The Medicines Amendment Act 2016 will come into force on 31 January 2018 following the Medicines Amendment Act 2016 Commencement Order 2017.

The Act amends the Medicines Act 1981 by permitting nurse practitioners to supervise designated prescribers who prescribe prescription medicines.

The Mental Health (Compulsory Assessment and Treatment) Amendment Act 2016 will come into force on 31 January 2017 following the Mental Health (Compulsory Assessment and Treatment) Amendment Act 2016 Commencement Order 2017.

The Act amends the Mental Health (Compulsory Assessment and Treatment) Act 1992 by replacing references to medical practitioners with references to health practitioners.

The Misuse of Drugs Amendment Act 2016 will come into force on 31 January 2018 following the Misuse of Drugs Amendment Act 2016 Commencement Order 2017.

The Act amends the Misuse of Drugs Act 1975 to extend the exemption from the general prohibition on health practitioners prescribing, administering, or supplying a controlled drug to a person who the health practitioner has reason to believe is dependent on that drug or any other controlled drug. The exemption is extended to apply to nurse practitioners and designated prescriber nurses on substantially the same terms as the exemption applies to medical practitioners.

The Holidays Amendment Act (No 2) 2016 will come into force on 31 January 2018 following the Holidays Amendment Act (No 2) 2016 Commencement Order 2017.

The Act amends the Holidays Act 2003 by by replacing a reference to a medical practitioner with a reference to a health practitioner.

The Accident Compensation Amendment Act 2016 will come into force on 31 January 2018 following the Accident Compensation Amendment Act 2016 Commencement Order 2017.

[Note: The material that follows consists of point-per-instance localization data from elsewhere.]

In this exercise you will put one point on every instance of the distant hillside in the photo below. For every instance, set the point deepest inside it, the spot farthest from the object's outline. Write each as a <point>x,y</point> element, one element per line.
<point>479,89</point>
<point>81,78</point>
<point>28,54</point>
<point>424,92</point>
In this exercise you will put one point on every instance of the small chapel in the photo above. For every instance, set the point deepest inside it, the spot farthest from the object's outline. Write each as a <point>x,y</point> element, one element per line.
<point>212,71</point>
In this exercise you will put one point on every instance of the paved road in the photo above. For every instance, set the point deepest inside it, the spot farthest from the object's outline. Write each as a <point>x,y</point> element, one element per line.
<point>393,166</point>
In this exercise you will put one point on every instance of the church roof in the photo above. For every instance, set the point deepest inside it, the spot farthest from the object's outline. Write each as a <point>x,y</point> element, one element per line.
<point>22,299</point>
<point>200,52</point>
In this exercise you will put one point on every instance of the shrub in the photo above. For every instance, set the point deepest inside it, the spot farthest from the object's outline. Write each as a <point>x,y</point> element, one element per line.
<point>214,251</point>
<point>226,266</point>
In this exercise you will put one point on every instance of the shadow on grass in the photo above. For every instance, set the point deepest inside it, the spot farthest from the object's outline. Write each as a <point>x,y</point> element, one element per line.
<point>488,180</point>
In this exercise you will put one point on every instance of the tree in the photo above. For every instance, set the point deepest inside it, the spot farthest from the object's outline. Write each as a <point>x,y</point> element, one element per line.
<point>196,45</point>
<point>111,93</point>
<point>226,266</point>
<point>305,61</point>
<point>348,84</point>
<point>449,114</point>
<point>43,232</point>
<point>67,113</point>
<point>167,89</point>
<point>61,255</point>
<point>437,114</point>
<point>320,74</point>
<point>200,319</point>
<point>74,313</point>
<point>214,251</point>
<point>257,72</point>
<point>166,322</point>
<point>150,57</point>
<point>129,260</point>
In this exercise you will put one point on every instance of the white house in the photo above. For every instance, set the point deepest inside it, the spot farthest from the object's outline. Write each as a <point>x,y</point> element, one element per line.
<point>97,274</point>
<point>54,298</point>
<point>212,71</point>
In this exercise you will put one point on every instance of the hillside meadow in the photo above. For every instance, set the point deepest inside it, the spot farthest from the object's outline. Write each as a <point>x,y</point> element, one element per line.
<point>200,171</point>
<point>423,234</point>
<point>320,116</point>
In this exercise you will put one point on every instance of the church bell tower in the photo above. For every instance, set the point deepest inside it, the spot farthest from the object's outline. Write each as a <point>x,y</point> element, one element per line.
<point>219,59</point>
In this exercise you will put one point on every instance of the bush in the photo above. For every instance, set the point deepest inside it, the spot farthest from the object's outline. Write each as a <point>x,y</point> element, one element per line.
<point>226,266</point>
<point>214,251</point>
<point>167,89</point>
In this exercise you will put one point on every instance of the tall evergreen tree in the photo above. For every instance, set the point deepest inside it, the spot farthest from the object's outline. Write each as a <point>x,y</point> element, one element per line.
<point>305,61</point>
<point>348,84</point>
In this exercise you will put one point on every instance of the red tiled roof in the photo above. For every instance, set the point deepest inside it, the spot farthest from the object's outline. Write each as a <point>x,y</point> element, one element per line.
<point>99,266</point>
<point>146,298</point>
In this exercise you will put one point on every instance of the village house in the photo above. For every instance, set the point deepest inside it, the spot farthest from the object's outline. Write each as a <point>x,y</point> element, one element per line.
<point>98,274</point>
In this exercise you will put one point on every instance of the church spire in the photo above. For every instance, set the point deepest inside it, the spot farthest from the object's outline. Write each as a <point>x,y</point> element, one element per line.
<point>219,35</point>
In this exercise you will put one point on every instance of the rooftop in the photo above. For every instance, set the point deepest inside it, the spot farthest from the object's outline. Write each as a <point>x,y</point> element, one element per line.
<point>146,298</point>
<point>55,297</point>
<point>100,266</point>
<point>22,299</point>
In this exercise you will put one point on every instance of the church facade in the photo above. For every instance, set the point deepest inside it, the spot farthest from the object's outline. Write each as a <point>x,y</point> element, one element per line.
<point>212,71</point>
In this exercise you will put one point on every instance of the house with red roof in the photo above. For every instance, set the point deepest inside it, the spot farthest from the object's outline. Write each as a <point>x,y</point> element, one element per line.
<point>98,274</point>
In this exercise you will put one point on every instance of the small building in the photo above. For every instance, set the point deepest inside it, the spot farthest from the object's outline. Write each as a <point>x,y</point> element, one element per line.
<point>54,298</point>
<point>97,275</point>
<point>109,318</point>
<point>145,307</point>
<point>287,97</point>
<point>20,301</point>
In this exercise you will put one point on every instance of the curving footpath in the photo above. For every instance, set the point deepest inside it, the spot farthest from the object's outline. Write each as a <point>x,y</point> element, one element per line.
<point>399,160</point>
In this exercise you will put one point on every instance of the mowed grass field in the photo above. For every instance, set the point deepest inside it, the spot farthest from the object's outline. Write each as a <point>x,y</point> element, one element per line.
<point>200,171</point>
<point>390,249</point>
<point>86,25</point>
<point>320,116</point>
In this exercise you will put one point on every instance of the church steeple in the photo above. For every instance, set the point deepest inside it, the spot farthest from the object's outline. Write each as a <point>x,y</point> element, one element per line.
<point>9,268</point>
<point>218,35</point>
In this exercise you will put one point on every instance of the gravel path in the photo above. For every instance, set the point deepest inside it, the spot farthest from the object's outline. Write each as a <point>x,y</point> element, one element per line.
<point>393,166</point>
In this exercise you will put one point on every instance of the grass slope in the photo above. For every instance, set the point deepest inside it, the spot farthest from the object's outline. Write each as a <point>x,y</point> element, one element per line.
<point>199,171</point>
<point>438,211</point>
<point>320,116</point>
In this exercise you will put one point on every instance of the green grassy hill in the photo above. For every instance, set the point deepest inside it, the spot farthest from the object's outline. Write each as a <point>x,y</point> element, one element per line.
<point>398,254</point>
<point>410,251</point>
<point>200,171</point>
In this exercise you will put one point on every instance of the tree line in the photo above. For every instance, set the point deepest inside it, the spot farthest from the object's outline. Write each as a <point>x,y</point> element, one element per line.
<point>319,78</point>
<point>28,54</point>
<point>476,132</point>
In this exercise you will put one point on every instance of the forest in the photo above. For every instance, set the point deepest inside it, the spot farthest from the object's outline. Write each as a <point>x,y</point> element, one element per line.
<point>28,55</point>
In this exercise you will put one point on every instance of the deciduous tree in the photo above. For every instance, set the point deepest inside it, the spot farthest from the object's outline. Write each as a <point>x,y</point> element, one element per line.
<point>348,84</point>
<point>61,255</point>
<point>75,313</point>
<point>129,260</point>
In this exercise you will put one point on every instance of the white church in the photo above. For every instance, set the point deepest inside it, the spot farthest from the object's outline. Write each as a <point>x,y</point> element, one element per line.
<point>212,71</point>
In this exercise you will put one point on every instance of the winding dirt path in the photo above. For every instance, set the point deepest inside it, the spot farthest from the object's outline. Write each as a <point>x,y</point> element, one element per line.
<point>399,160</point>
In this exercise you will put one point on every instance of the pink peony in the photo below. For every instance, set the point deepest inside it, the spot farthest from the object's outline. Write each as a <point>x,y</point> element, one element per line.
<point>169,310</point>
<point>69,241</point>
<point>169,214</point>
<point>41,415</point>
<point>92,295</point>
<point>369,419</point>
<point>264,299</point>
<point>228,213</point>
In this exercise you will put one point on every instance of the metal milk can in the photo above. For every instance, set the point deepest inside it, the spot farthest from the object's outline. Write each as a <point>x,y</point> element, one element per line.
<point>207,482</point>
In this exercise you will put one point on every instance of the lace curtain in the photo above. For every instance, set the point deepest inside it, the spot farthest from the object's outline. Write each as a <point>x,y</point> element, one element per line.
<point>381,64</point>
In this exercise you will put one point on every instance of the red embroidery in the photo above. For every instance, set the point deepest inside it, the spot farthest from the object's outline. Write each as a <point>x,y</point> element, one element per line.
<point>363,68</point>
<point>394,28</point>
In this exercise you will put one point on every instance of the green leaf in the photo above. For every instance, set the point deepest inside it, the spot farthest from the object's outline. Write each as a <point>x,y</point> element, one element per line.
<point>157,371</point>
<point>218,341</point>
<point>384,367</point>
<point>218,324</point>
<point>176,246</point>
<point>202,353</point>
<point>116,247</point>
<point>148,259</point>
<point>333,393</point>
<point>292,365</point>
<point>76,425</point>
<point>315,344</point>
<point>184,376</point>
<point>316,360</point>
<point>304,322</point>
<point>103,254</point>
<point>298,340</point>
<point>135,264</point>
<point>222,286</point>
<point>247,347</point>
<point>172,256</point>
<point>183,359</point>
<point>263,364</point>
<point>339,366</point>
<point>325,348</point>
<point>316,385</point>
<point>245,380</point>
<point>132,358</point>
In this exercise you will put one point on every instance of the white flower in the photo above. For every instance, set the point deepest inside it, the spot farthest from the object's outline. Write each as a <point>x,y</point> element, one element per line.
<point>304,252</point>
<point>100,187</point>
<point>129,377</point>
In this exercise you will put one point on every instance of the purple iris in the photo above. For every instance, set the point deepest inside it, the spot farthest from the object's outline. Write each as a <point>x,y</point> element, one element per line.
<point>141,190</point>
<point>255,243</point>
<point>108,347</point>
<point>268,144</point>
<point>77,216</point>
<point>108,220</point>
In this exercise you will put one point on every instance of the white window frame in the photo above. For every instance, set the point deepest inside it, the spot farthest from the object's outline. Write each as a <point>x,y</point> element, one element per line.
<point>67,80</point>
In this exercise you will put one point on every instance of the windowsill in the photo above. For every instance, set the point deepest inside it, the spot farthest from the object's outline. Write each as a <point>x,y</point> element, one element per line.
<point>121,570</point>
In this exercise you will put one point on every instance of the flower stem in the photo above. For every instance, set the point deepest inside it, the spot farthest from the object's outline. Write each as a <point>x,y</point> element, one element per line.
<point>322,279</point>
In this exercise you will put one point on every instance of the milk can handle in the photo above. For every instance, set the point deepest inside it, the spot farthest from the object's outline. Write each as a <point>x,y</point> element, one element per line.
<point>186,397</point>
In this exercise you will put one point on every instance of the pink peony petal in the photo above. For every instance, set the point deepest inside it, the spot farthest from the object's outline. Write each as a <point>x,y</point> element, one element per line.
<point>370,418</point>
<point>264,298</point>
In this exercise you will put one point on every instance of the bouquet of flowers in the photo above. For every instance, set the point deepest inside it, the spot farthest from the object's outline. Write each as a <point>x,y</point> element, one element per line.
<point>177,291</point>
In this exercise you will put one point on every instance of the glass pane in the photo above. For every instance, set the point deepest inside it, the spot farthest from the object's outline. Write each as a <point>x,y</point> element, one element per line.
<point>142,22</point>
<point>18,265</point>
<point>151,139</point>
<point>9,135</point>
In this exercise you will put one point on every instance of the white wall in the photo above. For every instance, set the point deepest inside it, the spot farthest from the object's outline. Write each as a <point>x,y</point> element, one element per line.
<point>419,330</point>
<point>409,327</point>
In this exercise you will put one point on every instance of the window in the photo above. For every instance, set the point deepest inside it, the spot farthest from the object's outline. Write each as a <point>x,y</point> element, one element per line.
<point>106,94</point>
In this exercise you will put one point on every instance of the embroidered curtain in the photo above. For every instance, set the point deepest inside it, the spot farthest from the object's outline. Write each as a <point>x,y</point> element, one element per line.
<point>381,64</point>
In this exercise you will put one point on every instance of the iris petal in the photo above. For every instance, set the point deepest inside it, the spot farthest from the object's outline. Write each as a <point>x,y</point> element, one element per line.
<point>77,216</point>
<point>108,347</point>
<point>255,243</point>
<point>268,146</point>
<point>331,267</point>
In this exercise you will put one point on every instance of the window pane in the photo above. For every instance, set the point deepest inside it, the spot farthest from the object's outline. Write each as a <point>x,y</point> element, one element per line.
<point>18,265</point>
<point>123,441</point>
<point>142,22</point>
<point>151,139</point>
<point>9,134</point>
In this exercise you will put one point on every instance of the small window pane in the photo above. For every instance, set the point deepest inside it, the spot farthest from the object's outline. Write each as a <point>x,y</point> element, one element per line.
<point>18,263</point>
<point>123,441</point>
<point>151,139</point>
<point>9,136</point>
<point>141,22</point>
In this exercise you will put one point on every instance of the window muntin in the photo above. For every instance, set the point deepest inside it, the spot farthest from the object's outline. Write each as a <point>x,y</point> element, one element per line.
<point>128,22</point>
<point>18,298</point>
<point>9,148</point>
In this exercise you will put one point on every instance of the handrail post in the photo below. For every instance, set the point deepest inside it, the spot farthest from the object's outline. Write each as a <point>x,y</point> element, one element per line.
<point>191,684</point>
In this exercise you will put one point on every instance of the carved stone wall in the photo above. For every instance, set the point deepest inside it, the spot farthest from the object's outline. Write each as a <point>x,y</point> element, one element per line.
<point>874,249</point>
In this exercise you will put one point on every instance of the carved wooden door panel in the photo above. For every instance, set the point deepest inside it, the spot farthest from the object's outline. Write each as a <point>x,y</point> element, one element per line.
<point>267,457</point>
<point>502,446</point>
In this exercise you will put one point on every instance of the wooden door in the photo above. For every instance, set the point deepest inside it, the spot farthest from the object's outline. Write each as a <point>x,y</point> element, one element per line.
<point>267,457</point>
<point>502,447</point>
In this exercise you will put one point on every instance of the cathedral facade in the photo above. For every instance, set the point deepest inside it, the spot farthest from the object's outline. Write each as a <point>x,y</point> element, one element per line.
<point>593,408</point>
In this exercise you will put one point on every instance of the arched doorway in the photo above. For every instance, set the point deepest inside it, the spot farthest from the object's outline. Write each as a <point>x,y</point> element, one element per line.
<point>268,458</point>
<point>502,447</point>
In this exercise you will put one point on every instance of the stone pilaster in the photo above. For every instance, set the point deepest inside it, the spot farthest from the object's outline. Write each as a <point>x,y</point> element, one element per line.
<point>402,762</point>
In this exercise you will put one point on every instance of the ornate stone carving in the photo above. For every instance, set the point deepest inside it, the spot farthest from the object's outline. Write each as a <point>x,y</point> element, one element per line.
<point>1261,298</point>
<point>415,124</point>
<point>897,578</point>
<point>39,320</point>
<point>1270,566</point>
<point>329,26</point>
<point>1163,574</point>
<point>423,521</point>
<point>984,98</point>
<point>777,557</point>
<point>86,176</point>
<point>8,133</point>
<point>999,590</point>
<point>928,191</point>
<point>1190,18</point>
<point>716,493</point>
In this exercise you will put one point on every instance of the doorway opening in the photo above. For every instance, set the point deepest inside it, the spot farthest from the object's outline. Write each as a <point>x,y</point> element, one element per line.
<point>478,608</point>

The Act amends schedule 1 of the Accident Compensation Act 2001 to require that the health practitioner leading the co-ordination of the provision of treatment or rehabilitation to a claimant be given the opportunity to participate in the preparation of the claimant’s individual rehabilitation plan (rather than all medical practitioners providing treatment to the claimant).

The Children, Young Persons, and Their Families Amendment Act (No 2) 2016 will come into force on 31 January 2018 following the Children, Young Persons, and Their Families Amendment Act (No 2) 2016 Commencement Order 2017.

The Act amends the Oranga Tamariki Act 1989 by replacing references to medical practitioners with references to health practitioners.